Dispositifs anti-SDF : la rue est à tout le monde

Chronique «Vous êtes ici»dossier
Chaque semaine, une histoire de villes, d'architecture et d'enjeux urbains. Aujourd'hui, une méthode pour tourner le dos au mobilier urbain hostile aux sans-abri et rendre l'espace public hospitalier.
Un dispositif anti-SDF devant une boutique fermée, rue Sainte-Catherine à Bordeaux. (Sophie Garcia/Photo Sophie Garcia.Hans Lucas)
publié le 17 septembre 2020 à 18h40

C'est un livre qui devrait figurer dans toutes les mairies, entre le code électoral et le code de l'urbanisme. Il rappellerait aux maires qu'on n'est pas obligé de hérisser sa ville de pics, de bornes, de poteaux, d'interdictions et d'obstacles anti-SDF pour complaire à l'électeur.
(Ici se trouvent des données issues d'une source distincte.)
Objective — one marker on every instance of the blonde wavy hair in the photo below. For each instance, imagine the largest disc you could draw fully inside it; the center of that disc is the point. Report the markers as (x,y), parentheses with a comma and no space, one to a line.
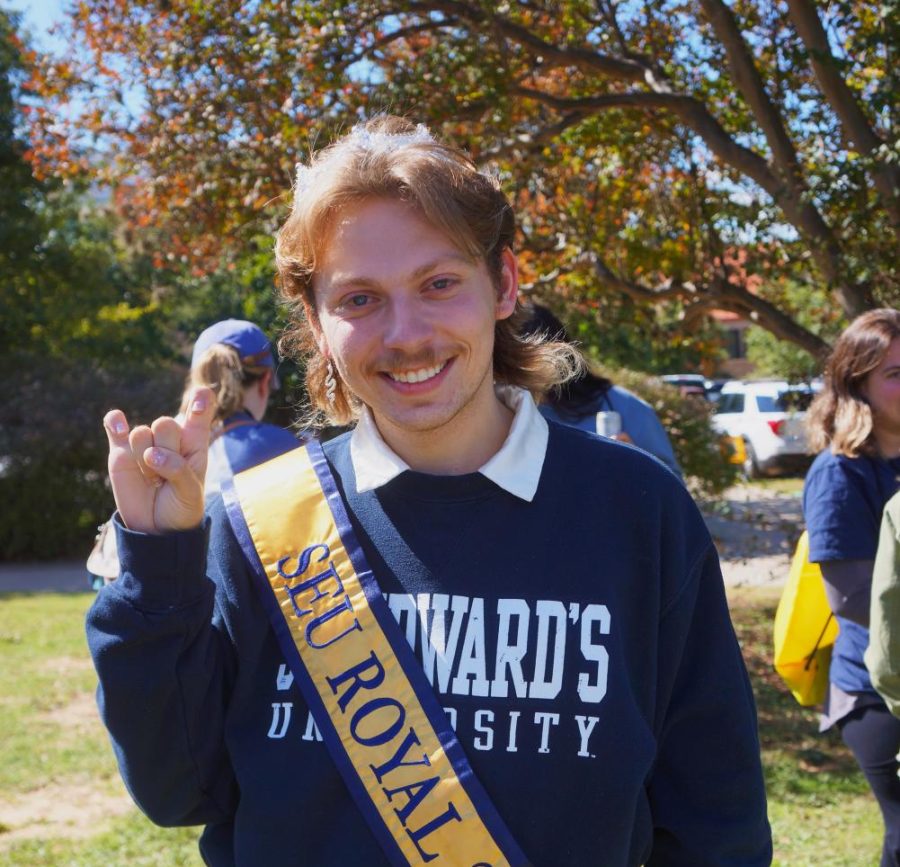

Un espace public bienveillant pour les plus faibles est bon pour toute la population. C'est une affaire de morale ou de conviction, certes, mais aussi de méthode.

Dans Lire la ville. Manuel pour une hospitalité de l'espace public (1), l'architecte et urbaniste Chantal Deckmyn détaille cette méthode. En 1997, elle a fondé Lire la ville, un atelier urbain fondé sur le récit des lieux par les gens. Or s'il arrive encore que l'espace public soit accueillant, il devient aussi, de plus en plus souvent, repoussant. A quoi ça tient ?

Dispositifs casse-gueule

A beaucoup de petites choses. Le livre est un manuel fait pour servir. On y découvre que, dans la qualité d’un espace public, dans le fait qu’on se sente bien là, tous les «objets de base» comptent : les sols, les bancs, les fontaines, les toilettes, les kiosques, les bains publics, la zone qui sépare privé et public. Mais aussi les endroits ouverts à tous : parkings, gares, lieux de culte ou centres commerciaux. Nul besoin d’être un spécialiste pour comprendre. L’autrice est fort pédagogue et les pages «Exemples, Contre-exemples» font office de formation accélérée.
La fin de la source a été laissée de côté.